The Centers for Disease Control and Prevention reports that each year about 650,000 cancer patients receive chemotherapy in an outpatient oncology clinic in the United States. Patients receiving chemotherapy are at risk for various side effects that may lead to hospitalization, disruptions in chemotherapy schedules, and even death.
This new methodology uses nanoparticles (NPs), which are considered promising carriers of drugs needed for chemotherapy to target tumors. The researchers developed a technique to prepare polyol-modified nanoparticles, so they locate cancerous cells and tumors by checking out blood vessels surrounding the tumors.

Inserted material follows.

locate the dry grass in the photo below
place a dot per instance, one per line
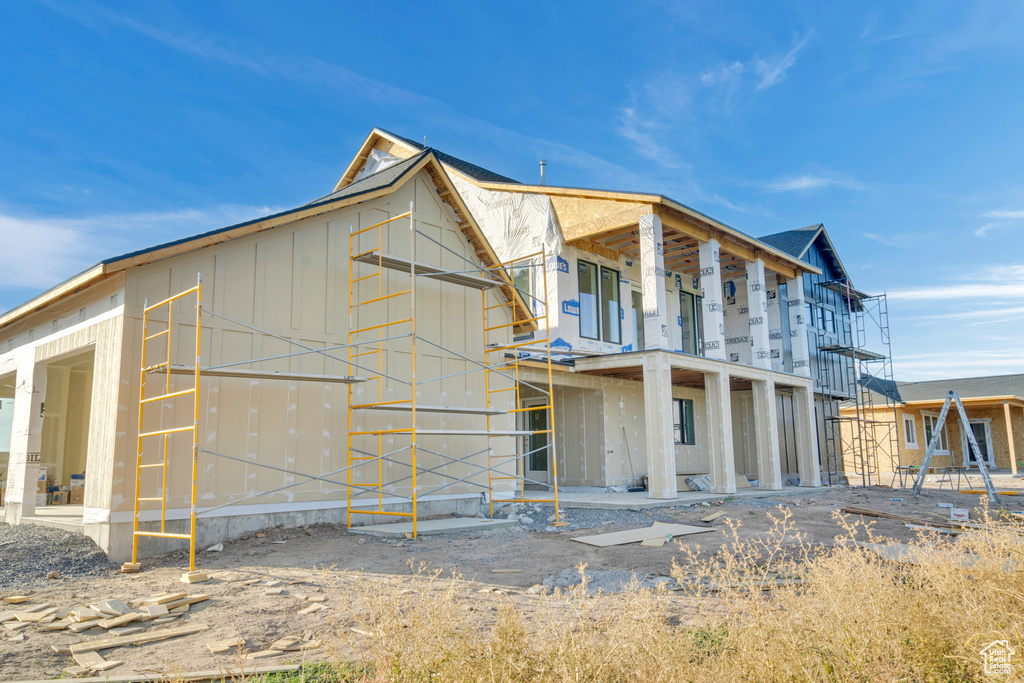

“In recognition of the peritumoral endothelium as a potential barrier in drug delivery to tumors, poly(lactic‐co‐glycolic acid) (PLGA) NPs are modified with a quinic acid (QA) derivative, a synthetic mimic of selectin ligands. QA‐decorated NPs (QA‐NP) interact with human umbilical vein endothelial cells expressing E‐/P‐selectins and induce a transient increase in endothelial permeability to translocate across the layer,” the authors wrote. “QA‐NP reach selectin‐upregulated tumors, achieving greater tumor accumulation and paclitaxel (PTX) delivery than polyethylene glycol‐decorated NPs (PEG‐NP). PTX‐loaded QA‐NP shows greater anticancer efficacy than Taxol or PTX‐loaded PEG‐NP at the equivalent PTX dose in different animal models and dosing regimens. Repeated dosing of PTX‐loaded QA‐NP for two weeks results in complete tumor remission in 40–60% of MDA‐MB‐231 tumor‐bearing mice, while those receiving control treatments succumb to death.
The nanoparticles interact with the vascular lining to enter tumors and destroy them. The Purdue researchers found that their method helps the nanoparticles to exit from the circulation and enter tumors and better treat cancer. They have tested the method on breast cancer and melanoma models and believe it also will prove effective for many types of cancerous tumors.
“Chemotherapy can be almost unbearable for most patients, and we want to change that,” Dr. Yeo concluded. “Our method better targets tumors so lower dosages are required, and the drugs do less damage to normal tissues.”